Oil prices fell below $75 a barrel on Monday as a rising dollar sent investors fleeing from risk and global markets began to speculate on a specific future date when the United States would raise its interest rates.

NYMEX crude for January delivery fell 92 cents to $74.55 a barrel by 1457 GMT (9:57 a.m. EST), retracing some losses after touching as low as $74.04 in heavy activity.

Brent crude was down 56 cents at $76.96 a barrel, after falling as low as $76.44 but still more than $2 above front month NYMEX.

What we're seeing...is a bit of dollar strength following on from Friday and a reaction in financial markets by oil, said broker Tony Machacek at Bache Financial.

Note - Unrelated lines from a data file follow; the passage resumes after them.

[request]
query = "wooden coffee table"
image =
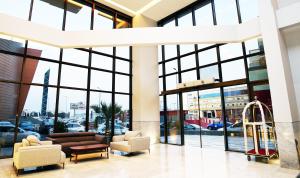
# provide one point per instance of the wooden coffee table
(86, 149)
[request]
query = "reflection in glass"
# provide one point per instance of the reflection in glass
(233, 70)
(16, 8)
(226, 12)
(171, 66)
(249, 9)
(188, 62)
(173, 119)
(8, 102)
(122, 115)
(101, 80)
(73, 76)
(38, 112)
(100, 112)
(122, 83)
(76, 56)
(236, 98)
(207, 57)
(102, 62)
(45, 72)
(72, 109)
(257, 68)
(189, 76)
(209, 72)
(231, 50)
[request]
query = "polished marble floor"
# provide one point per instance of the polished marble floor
(165, 161)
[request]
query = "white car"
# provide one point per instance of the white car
(75, 127)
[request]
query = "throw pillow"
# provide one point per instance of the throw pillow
(25, 142)
(33, 140)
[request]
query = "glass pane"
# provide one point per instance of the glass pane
(17, 8)
(254, 45)
(204, 16)
(76, 56)
(230, 74)
(8, 102)
(122, 66)
(78, 16)
(11, 67)
(191, 119)
(207, 57)
(120, 23)
(226, 12)
(101, 80)
(236, 98)
(171, 66)
(42, 10)
(162, 125)
(186, 48)
(106, 50)
(186, 20)
(102, 20)
(44, 51)
(12, 44)
(73, 76)
(72, 109)
(188, 62)
(249, 9)
(171, 82)
(209, 72)
(257, 68)
(189, 76)
(122, 83)
(231, 50)
(100, 113)
(102, 62)
(122, 116)
(123, 52)
(170, 51)
(38, 112)
(173, 119)
(45, 72)
(211, 119)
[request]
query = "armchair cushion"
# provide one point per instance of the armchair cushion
(130, 134)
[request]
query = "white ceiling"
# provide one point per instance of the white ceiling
(157, 11)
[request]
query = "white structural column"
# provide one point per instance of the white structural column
(282, 87)
(145, 97)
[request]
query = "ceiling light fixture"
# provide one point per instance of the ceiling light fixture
(148, 6)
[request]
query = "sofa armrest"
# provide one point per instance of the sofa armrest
(139, 143)
(118, 138)
(100, 138)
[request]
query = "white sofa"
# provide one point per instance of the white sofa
(35, 156)
(132, 141)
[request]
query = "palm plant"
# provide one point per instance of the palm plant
(106, 111)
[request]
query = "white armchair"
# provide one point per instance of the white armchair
(34, 156)
(132, 141)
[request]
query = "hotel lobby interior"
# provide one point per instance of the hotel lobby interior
(149, 88)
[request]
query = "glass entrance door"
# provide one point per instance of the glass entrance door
(203, 121)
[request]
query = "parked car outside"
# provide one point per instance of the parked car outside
(218, 125)
(75, 127)
(7, 134)
(27, 126)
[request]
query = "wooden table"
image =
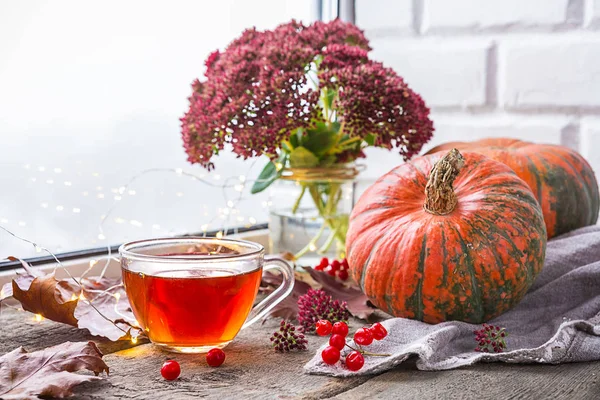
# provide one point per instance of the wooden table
(253, 370)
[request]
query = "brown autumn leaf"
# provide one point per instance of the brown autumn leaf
(48, 372)
(103, 308)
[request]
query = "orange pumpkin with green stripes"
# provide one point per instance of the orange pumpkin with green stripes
(562, 181)
(447, 237)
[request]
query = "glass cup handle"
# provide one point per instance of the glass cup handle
(287, 284)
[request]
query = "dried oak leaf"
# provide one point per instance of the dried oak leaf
(111, 321)
(59, 300)
(357, 302)
(48, 372)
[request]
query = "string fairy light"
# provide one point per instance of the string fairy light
(238, 185)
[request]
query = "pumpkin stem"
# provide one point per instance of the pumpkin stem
(440, 198)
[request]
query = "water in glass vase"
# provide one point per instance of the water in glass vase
(309, 218)
(192, 308)
(295, 233)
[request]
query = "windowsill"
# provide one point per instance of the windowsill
(78, 267)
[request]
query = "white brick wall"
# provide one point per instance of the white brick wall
(460, 15)
(594, 14)
(528, 69)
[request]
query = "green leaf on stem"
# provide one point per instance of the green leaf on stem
(301, 157)
(329, 96)
(321, 138)
(268, 175)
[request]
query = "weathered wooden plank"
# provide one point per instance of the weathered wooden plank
(484, 381)
(252, 370)
(18, 328)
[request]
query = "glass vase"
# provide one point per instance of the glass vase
(309, 212)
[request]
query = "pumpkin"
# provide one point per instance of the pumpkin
(561, 180)
(446, 237)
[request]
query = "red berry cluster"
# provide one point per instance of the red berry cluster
(170, 370)
(336, 268)
(315, 305)
(490, 339)
(337, 341)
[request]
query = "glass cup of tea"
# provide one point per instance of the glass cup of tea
(194, 294)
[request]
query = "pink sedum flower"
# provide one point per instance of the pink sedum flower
(267, 84)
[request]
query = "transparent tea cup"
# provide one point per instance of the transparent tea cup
(194, 294)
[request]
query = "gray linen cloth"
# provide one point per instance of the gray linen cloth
(558, 321)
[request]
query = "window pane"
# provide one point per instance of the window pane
(91, 95)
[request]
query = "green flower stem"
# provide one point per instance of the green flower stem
(297, 202)
(328, 211)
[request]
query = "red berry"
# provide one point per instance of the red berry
(337, 341)
(330, 355)
(215, 357)
(323, 327)
(340, 328)
(170, 370)
(378, 331)
(335, 265)
(345, 263)
(363, 337)
(354, 361)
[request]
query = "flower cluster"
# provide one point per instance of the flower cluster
(288, 338)
(490, 339)
(267, 85)
(317, 305)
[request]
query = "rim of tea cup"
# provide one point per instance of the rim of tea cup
(127, 250)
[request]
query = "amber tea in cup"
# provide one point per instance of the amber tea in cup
(194, 294)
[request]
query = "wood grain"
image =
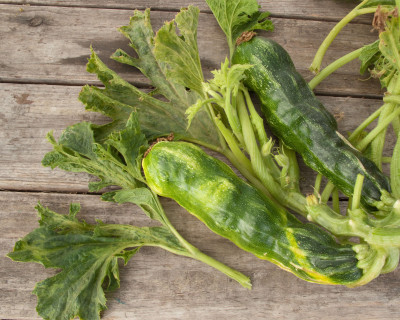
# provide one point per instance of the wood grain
(159, 285)
(30, 111)
(312, 9)
(43, 52)
(36, 52)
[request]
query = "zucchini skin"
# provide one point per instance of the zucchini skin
(300, 120)
(211, 191)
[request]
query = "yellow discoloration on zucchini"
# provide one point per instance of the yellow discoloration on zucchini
(301, 258)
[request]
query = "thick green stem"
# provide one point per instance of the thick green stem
(327, 192)
(232, 273)
(335, 200)
(317, 185)
(230, 140)
(333, 67)
(357, 192)
(292, 200)
(355, 134)
(395, 170)
(316, 64)
(195, 253)
(377, 144)
(381, 126)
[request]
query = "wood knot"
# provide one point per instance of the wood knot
(36, 21)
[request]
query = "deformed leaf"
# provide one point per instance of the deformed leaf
(116, 161)
(145, 199)
(87, 255)
(181, 53)
(236, 17)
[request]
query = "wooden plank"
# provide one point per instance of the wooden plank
(36, 52)
(160, 285)
(28, 112)
(332, 10)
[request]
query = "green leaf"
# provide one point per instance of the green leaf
(87, 255)
(116, 161)
(236, 17)
(375, 3)
(181, 53)
(369, 55)
(169, 115)
(142, 197)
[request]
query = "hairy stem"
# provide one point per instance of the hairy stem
(316, 64)
(333, 67)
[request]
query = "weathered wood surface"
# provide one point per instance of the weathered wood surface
(43, 50)
(311, 9)
(158, 285)
(52, 107)
(33, 35)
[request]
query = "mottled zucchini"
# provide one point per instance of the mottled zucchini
(300, 120)
(210, 190)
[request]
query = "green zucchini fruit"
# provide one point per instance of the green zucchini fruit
(300, 120)
(211, 191)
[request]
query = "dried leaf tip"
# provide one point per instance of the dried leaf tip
(245, 36)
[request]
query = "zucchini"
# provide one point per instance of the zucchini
(211, 191)
(300, 120)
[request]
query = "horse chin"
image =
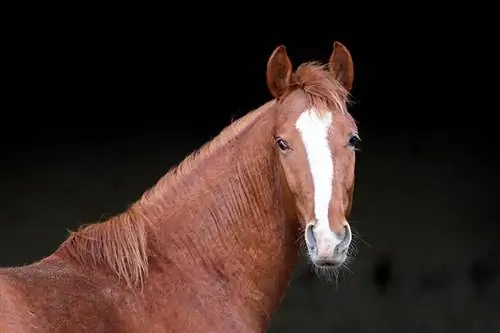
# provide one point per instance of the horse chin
(330, 263)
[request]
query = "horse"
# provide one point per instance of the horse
(211, 247)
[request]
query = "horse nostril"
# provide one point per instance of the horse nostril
(346, 240)
(310, 239)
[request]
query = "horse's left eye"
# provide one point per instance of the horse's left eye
(354, 141)
(282, 144)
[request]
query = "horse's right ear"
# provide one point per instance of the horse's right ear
(279, 72)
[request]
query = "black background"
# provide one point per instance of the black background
(98, 103)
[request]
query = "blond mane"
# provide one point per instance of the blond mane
(323, 90)
(121, 242)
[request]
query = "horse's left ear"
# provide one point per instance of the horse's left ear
(279, 72)
(341, 65)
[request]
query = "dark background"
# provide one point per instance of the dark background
(99, 103)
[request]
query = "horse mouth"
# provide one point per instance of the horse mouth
(322, 263)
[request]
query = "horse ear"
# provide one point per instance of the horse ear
(341, 65)
(279, 72)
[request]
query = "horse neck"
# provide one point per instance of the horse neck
(223, 221)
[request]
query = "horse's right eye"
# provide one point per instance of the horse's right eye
(282, 144)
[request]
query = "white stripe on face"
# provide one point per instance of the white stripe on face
(314, 132)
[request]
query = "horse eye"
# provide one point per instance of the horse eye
(282, 144)
(354, 142)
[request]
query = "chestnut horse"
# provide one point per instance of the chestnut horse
(212, 246)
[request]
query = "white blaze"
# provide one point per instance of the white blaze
(314, 132)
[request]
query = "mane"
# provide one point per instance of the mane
(121, 242)
(324, 92)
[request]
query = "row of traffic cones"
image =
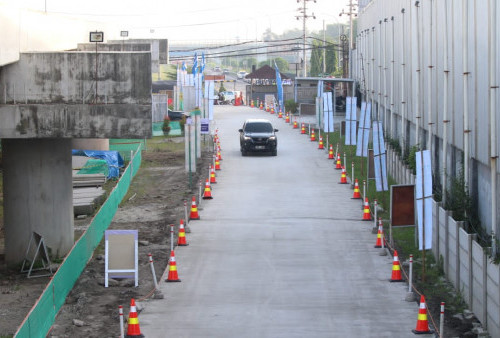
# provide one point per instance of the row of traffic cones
(422, 326)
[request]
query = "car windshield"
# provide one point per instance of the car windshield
(258, 127)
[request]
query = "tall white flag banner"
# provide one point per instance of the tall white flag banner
(328, 112)
(423, 192)
(350, 121)
(364, 130)
(379, 157)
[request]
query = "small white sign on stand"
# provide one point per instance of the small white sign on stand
(121, 254)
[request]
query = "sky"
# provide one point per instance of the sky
(199, 20)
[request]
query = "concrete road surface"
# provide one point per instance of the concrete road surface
(280, 251)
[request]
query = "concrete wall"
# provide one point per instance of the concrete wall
(417, 51)
(70, 78)
(36, 173)
(466, 264)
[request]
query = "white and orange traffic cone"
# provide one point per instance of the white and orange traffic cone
(338, 164)
(422, 322)
(320, 144)
(172, 269)
(356, 195)
(182, 235)
(380, 235)
(330, 153)
(207, 193)
(343, 176)
(396, 269)
(133, 328)
(367, 216)
(194, 210)
(213, 179)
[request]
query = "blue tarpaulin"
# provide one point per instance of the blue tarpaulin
(113, 159)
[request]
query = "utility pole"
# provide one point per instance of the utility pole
(352, 7)
(303, 14)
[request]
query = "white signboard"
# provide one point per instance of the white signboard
(364, 130)
(350, 120)
(423, 192)
(328, 112)
(379, 157)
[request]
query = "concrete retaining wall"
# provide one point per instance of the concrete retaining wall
(466, 264)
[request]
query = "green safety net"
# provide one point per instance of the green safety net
(95, 166)
(42, 315)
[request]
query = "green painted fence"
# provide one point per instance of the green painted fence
(42, 315)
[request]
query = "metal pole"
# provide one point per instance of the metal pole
(441, 321)
(465, 70)
(122, 329)
(153, 270)
(493, 122)
(417, 89)
(445, 105)
(171, 237)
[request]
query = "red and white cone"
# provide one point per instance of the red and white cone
(207, 194)
(182, 235)
(356, 195)
(172, 269)
(422, 322)
(194, 210)
(133, 328)
(396, 269)
(367, 216)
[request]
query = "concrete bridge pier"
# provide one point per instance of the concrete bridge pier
(38, 195)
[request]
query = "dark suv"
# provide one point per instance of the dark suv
(258, 135)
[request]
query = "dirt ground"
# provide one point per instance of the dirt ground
(155, 200)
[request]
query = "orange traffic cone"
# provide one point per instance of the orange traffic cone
(194, 210)
(320, 145)
(338, 164)
(133, 328)
(330, 153)
(213, 180)
(422, 323)
(367, 216)
(380, 234)
(396, 269)
(172, 269)
(356, 195)
(343, 176)
(182, 235)
(207, 194)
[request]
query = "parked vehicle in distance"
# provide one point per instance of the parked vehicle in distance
(258, 135)
(241, 74)
(227, 97)
(176, 115)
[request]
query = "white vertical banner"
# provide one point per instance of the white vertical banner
(423, 192)
(350, 120)
(379, 157)
(364, 130)
(328, 112)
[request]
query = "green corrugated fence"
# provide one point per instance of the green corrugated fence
(42, 315)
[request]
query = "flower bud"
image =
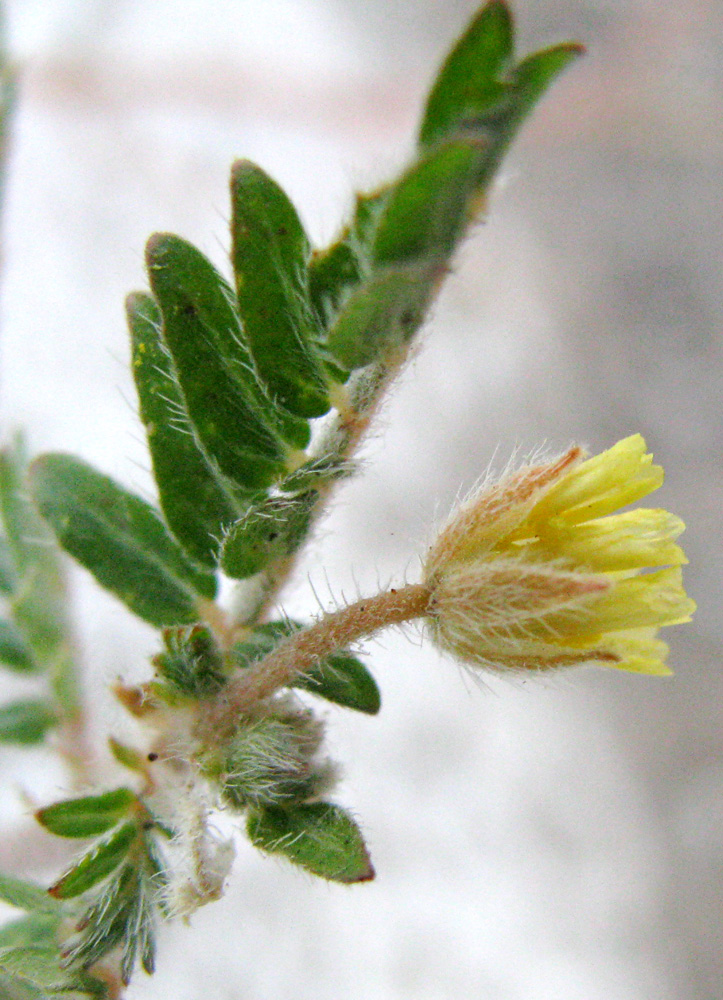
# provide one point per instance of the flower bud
(536, 571)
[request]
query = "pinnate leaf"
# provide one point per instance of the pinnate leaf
(319, 836)
(468, 82)
(426, 211)
(88, 816)
(26, 721)
(120, 539)
(194, 501)
(26, 895)
(14, 650)
(270, 254)
(228, 413)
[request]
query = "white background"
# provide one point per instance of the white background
(532, 841)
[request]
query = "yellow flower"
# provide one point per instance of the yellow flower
(537, 570)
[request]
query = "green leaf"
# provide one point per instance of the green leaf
(38, 965)
(120, 539)
(480, 93)
(26, 721)
(227, 411)
(334, 273)
(427, 210)
(97, 864)
(381, 315)
(318, 836)
(26, 895)
(38, 928)
(344, 680)
(193, 499)
(88, 816)
(192, 662)
(36, 972)
(534, 74)
(270, 254)
(127, 756)
(469, 82)
(14, 650)
(269, 530)
(39, 604)
(317, 474)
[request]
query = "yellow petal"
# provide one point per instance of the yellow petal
(602, 484)
(633, 540)
(648, 599)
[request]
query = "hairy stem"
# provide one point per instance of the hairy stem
(300, 651)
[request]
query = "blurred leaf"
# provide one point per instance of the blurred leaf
(38, 967)
(127, 756)
(39, 605)
(381, 315)
(26, 721)
(227, 412)
(97, 864)
(25, 895)
(87, 816)
(38, 928)
(318, 836)
(120, 539)
(468, 83)
(38, 964)
(269, 530)
(14, 650)
(8, 579)
(427, 210)
(194, 501)
(270, 253)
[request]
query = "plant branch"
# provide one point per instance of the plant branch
(300, 651)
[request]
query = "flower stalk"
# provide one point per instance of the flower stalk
(299, 652)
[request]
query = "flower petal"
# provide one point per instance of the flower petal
(633, 540)
(602, 484)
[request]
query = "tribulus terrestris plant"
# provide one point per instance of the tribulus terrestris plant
(255, 392)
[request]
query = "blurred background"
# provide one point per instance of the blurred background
(533, 841)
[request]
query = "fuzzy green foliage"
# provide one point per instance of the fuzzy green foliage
(231, 376)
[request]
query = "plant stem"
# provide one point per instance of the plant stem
(300, 651)
(341, 438)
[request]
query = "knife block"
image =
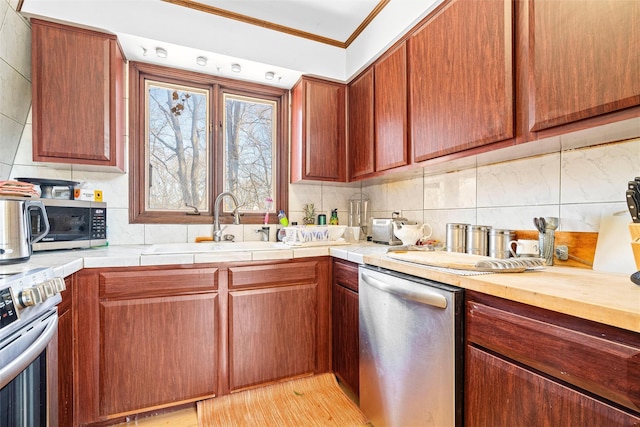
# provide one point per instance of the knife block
(634, 229)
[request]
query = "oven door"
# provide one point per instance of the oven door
(27, 374)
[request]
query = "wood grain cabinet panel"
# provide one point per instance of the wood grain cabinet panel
(278, 321)
(583, 59)
(78, 96)
(391, 110)
(148, 338)
(178, 362)
(503, 394)
(461, 78)
(65, 355)
(361, 126)
(272, 334)
(318, 131)
(545, 368)
(345, 341)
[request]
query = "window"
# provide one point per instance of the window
(249, 151)
(193, 136)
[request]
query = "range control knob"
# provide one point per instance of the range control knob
(59, 284)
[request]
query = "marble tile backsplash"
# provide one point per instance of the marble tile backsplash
(579, 186)
(15, 81)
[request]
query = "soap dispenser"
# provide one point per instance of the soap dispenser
(334, 217)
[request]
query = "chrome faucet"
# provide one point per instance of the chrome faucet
(217, 232)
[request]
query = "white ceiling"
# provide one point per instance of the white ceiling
(287, 37)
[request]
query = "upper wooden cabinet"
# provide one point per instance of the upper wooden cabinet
(361, 130)
(318, 133)
(390, 94)
(78, 96)
(461, 78)
(582, 59)
(378, 116)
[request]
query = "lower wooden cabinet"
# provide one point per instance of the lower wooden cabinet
(533, 367)
(501, 393)
(156, 337)
(274, 329)
(147, 339)
(65, 355)
(345, 337)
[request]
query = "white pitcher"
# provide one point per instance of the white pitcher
(410, 233)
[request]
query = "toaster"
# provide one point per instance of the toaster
(382, 230)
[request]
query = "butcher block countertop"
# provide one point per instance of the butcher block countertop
(601, 297)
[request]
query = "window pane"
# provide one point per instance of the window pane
(249, 152)
(177, 147)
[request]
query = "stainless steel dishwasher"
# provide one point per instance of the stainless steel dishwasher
(411, 350)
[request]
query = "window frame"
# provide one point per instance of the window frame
(138, 74)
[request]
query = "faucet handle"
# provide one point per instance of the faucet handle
(219, 232)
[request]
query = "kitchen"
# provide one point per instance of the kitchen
(575, 177)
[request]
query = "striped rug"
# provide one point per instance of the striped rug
(310, 401)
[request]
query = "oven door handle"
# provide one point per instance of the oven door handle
(28, 347)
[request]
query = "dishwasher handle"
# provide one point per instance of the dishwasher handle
(421, 294)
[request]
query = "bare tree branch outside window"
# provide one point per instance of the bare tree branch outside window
(177, 150)
(249, 151)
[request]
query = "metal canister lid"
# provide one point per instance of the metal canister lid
(453, 226)
(497, 231)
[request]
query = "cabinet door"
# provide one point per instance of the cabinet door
(147, 339)
(279, 321)
(178, 335)
(318, 131)
(460, 78)
(500, 393)
(583, 59)
(391, 110)
(344, 325)
(361, 134)
(78, 96)
(65, 356)
(272, 334)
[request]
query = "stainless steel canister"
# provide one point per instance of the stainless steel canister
(499, 242)
(456, 237)
(477, 239)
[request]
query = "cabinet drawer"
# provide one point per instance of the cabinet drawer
(130, 284)
(346, 274)
(273, 274)
(587, 360)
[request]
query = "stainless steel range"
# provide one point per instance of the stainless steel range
(28, 326)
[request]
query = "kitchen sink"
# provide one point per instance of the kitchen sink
(186, 248)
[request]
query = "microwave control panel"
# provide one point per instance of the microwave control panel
(98, 223)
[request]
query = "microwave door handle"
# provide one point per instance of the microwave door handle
(31, 353)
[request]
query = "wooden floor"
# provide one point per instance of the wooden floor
(182, 418)
(189, 417)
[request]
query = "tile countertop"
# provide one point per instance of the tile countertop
(601, 297)
(67, 262)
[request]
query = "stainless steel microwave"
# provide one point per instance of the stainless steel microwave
(72, 224)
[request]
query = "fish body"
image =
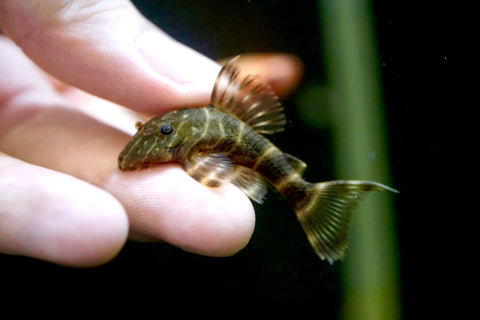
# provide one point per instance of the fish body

The dollar hit a five-week high against a currency basket on Monday, extending its rally from Friday when strong U.S. jobs data fueled talk the Federal Reserve may consider winding down its stimulus measures.

Following the jobs data, investors are pricing in a chance that the Fed might raise interest rates in August, 2010..

The dollar has taken a beating for much of the year on the view that interest rates in the United States will remain low while those in other banking zones rise. This would increase the yield advantage of other currencies against the dollar.

European shares fell from a two-week closing high on Friday in a broad market sell-off as investor interest in risk assets began to fall, with the VDAX-NEW volatility index up 5 percent, signifying a lower market risk appetite. Oil was a bit odd on Friday, a little bit schizophrenic and couldn't decide whether the non-farms data was a good thing or a bad thing before it finally decided it was good, said David Morrison, an analyst at privately-held fund GFT in London.

Today it's right back to the familiar old relationship as we see the dollar rising.

Dollar strength makes commodities priced in the unit more expensive for holders of other currencies.


Saudi Arabia's oil minister Ali al-Naimi on Saturday described the current oil price as stable and perfect for consuming and producing nations alike at around $75 a barrel.

With no output changes expected at OPEC's Luanda meeting later this month, brimming stocks on land and an estimated 165 million barrels of crude oil and refined products in floating storage are sending investors further out along the oil futures curve in search of trading profits.

Regardless of weak fundamental data, speculative interest that had initially slightly cooled down during the past weeks rose again during the week to December 1st, analysts at Commerzbank wrote in their Commodities Daily note to investors.

The spread between first and second month U.S. crude, also known as West Texas Intermediate, or WTI, was nearly $1.90 higher, a market condition known as contango.

The number of netlong positions rose by nearly 10K to 125K contracts, said Commerzbank's Eugen Weinberg.

The forward contango for WTI is steepening with the 24th month contract last traded at $90.05 versus $89.74 on December 1, while the front month has fallen 4.3 percent from $79.04 this month.